In the area of my fire but the tide was in now so the waves would have covered it. My first thought was a bear. But on the islands where I was, bears were not common at all to the point that there hasn’t been one documented ever. This was blasting through my mind, but then the urban legend talk of Bigfoot runs through my mind. At this point, I am like there is no such thing as Bigfoot, so what is it?
I gain my courage and open my tent. I shine my flashlight around but I don’t see anything, so I get out of my tent. I am shining my light around when I hear it again. This huge breath but followed by a small splash. I focus my light on the beach when I see a massive Orca rolling around on the kelp right about where my fire was. This behemoth of a marine mammal scared the living poop out of me but it turned into being one of the most amazing events I ever witnessed.

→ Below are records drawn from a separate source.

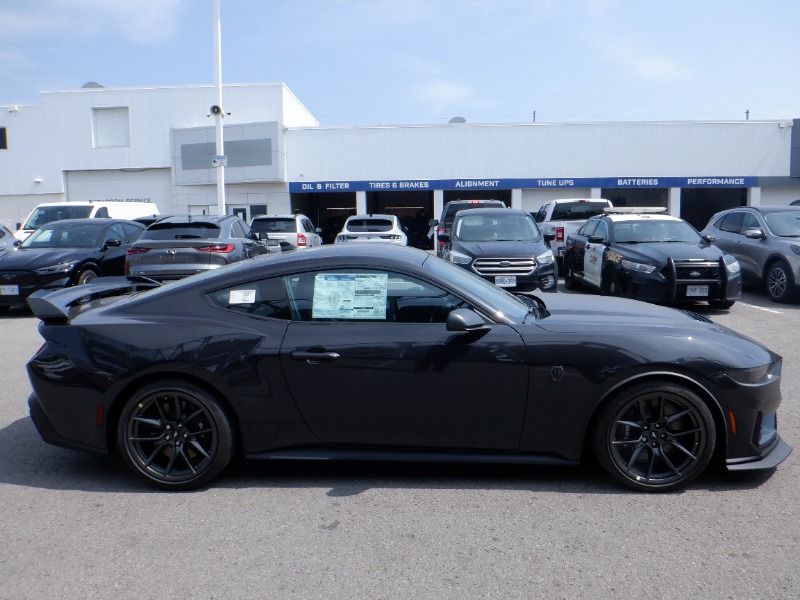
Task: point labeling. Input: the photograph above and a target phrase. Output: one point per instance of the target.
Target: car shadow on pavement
(26, 460)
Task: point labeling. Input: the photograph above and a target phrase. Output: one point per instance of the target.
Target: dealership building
(156, 145)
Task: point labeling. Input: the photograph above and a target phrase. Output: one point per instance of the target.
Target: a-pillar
(754, 196)
(674, 202)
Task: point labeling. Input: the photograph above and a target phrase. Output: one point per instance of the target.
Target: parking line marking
(774, 312)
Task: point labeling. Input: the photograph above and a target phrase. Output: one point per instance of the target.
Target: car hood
(659, 334)
(36, 258)
(501, 249)
(659, 252)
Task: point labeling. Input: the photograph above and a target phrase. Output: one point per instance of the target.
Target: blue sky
(424, 61)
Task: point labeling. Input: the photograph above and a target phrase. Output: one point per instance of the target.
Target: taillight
(217, 248)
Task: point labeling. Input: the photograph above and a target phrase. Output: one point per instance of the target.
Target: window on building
(111, 127)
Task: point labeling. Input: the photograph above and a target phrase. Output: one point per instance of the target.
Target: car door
(577, 250)
(593, 258)
(369, 361)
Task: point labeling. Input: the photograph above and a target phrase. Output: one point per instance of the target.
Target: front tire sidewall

As I sat watching this massive animal rolling and playing yards from me, I noticed more of them just offshore just bobbing there, probably half asleep. Needless to say, I did not sleep after that until they left.
95. One of the Pack
One night, I was sleeping in my tent up in the Canadian shield. I heard crunching on the rocks near me. It got closer and closer. Then things started brushing against my tent. I was terrified, but also stupidly curious. So, I poked my head out of the tent to see what was going on and guess what I saw? Wolves. A whole pack of wolves, sniffing around the tent. They barely even reacted to me poking my head out. Just stared at me and kept sniffing. I closed the tent back up and hid in my sleeping bag hoping they didn't decide to rip into my tent and eat me.

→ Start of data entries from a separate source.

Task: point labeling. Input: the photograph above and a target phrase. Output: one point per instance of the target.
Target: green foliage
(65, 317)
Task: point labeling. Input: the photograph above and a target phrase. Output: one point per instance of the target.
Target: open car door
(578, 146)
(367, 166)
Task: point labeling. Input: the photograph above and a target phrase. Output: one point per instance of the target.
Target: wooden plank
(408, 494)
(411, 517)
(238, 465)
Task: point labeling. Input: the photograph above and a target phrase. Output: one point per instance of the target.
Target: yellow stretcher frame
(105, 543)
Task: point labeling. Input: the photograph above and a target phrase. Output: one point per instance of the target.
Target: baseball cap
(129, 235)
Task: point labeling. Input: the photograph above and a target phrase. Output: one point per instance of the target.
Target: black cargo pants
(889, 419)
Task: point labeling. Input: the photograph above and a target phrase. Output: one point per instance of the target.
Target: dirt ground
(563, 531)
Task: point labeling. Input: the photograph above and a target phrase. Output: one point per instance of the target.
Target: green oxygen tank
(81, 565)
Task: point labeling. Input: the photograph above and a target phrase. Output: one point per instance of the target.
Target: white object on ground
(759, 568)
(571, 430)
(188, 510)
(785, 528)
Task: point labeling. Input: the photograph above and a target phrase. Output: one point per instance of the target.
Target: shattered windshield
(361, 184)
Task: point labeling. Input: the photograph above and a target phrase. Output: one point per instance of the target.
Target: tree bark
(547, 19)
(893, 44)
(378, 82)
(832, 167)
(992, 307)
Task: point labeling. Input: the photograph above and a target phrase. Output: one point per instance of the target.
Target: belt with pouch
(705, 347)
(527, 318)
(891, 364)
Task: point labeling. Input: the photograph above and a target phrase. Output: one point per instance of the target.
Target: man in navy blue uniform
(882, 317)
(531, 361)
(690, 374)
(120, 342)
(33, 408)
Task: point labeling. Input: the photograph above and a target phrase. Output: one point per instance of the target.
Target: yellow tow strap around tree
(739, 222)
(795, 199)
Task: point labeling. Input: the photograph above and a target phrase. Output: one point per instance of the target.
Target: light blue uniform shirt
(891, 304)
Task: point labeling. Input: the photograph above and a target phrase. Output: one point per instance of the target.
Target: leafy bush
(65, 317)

96. She’s Seen Enough Scary Movies to Know Where This Goes
My mom used to hike at a forest preserve every day before work. But the last time she went, her blood ran cold. She saw that a man in the distance was following her. He kept getting closer every time she looked back, like a poorly directed horror flick. She instinctively ran to the nearest bathroom and locked the door behind her. Sure enough, the man tried to get in, pounding and yanking at the handle. She held out long enough for a passerby to scare the guy off.
97. I Smell A Rat
There’s a trail by my house where I go running all the time. Last fall I was out and noticed something hanging from a branch. Somebody made little twine nooses and hung like two or three mice from them. Absolutely chilling.
98. A Flash of Confusion
I was in the Boy Scouts, camping at a popular summer camp. My buddy and are awake hours after lights out, just talking, when all of a sudden the whole camp lights up like daylight for about two seconds. Now I have no great explanation for this. Logically it's heat lightning (no thunder) but it wasn't flashing. It was like someone turned on a massive fluorescent bulb and then turned it off.
Freaked us out as we're 15 years old and can't explain what we saw.
99. Nope!
I was driving in the Sierras and found a campground a few miles off the 395. The place was empty except for this one old car in a spot. I set up camp and a dog appears and just stares at me. After a bit, I made a sudden movement to scare it off. It was absolutely the wrong move. Dog proceeds to bark wildly. Then I hear some male voices. I hear one guy say, “Oh, we’re gonna have some fun tonight".
I packed up and split in record time.